The girls also accused some officials of injecting medicines, which allegedly stimulated premature growth.
New Delhi: The staff of a state-run shelter home in West Delhi has been accused of molesting at least 10 teenage girls, and forcibly injecting them with unexplained drugs and beating them if they tried resisting.
The government-run place, which is supposed to be a home for rape survivors and people rescued from city’s streets and brothels has turned into a house of horror, a report in the Hindustan Times read.
At least two girls have allegedly accused the officials of molesting them. Another girl said that she was starved for days after she accused a staff member of torturing her. The girls also accused some officials of injecting medicines, which were allegedly stimulating premature growth.
“The girls were allegedly given an Oxytocin-type substance that stimulates changes in their body. Police conducted a medical examination of syringe marks and registered a case. The officials are being questioned,” HT quoted its sources as saying.
Many girls who were given this drug were raped and sold to brothels, said the report.
The banned drug is a favourite among human traffickers who inject it into their prepubescent victims to spur their growth hormones and give them appearance like adults.

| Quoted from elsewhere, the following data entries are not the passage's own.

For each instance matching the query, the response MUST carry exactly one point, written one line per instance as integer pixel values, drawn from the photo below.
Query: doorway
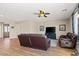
(6, 30)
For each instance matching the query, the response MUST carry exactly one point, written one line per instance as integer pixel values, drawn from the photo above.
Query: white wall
(1, 30)
(33, 27)
(76, 23)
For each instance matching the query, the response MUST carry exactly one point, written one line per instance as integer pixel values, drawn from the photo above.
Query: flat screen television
(50, 29)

One of the girls wrote about this horrific incident to the Delhi Legal Services Authority and brought it into light, said the report. She also spoke about the human rights violations and torture which took place. The letter followed similar complaints from nine more girls, which prompted the authority to alert the Delhi Commission for Women (DCW).

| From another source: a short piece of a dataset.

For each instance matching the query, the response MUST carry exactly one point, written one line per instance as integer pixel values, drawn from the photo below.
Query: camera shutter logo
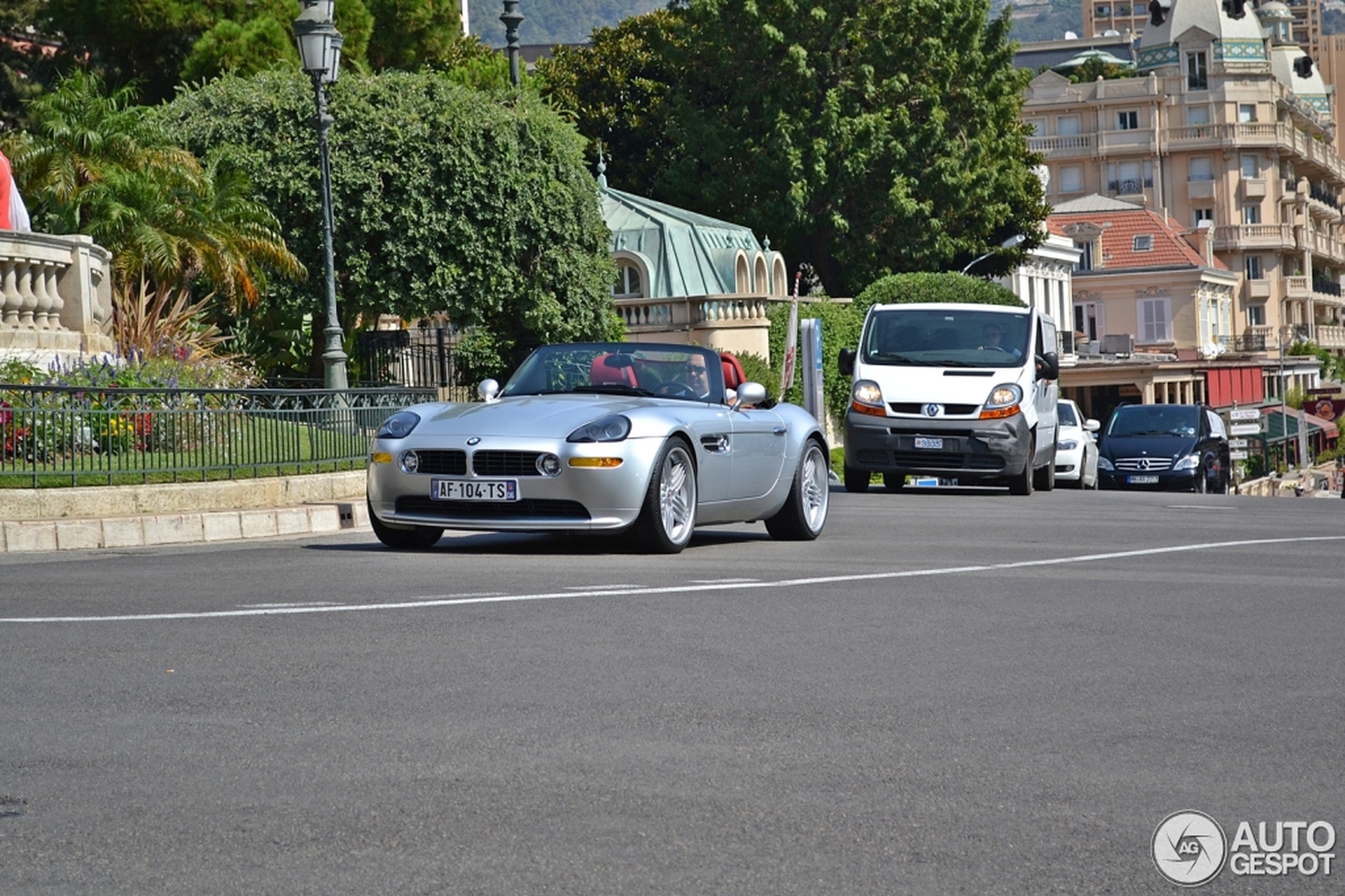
(1189, 848)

Chief of DCW Swati Maliwal visited the home on April 8 and immediately wrote to Delhi Police Commissioner Amulya Patnaik, alleging that the girls told her team they were beaten and harassed.

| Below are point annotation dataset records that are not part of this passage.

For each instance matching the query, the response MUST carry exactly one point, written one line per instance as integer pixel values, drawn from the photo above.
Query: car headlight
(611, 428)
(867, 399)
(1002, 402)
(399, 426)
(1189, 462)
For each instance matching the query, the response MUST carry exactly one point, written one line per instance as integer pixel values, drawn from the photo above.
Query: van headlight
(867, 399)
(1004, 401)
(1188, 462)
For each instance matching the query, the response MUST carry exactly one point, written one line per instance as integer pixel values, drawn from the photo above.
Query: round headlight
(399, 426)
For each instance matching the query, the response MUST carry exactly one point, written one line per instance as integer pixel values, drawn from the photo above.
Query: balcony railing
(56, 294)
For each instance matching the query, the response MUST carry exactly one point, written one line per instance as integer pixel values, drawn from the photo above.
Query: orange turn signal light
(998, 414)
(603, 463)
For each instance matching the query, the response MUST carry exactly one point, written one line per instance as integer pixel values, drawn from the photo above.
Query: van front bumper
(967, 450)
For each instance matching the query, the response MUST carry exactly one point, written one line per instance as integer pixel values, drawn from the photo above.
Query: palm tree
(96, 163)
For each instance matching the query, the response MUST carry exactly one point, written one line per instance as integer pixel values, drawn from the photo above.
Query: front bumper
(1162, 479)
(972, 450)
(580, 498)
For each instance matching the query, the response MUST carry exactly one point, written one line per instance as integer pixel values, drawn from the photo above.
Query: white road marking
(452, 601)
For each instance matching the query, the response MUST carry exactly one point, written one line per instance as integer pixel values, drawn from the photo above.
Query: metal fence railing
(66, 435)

An FIR was registered on April 16 by the police after which the officials were charged with criminal intimidation, causing harm by poisoning, criminal conspiracy and laws under the juvenile justice care and protection act.
Maliwal in her complaint accused the officials at the shelter of locking the door and refusing to let her enter when she went to meet the girls for the second time. The girls allegedly lived in squalor — without adequate and nutritious food and proper clothing.
They were forced to wear the same set of clothes every day, a DCW spokesperson was quoted as saying.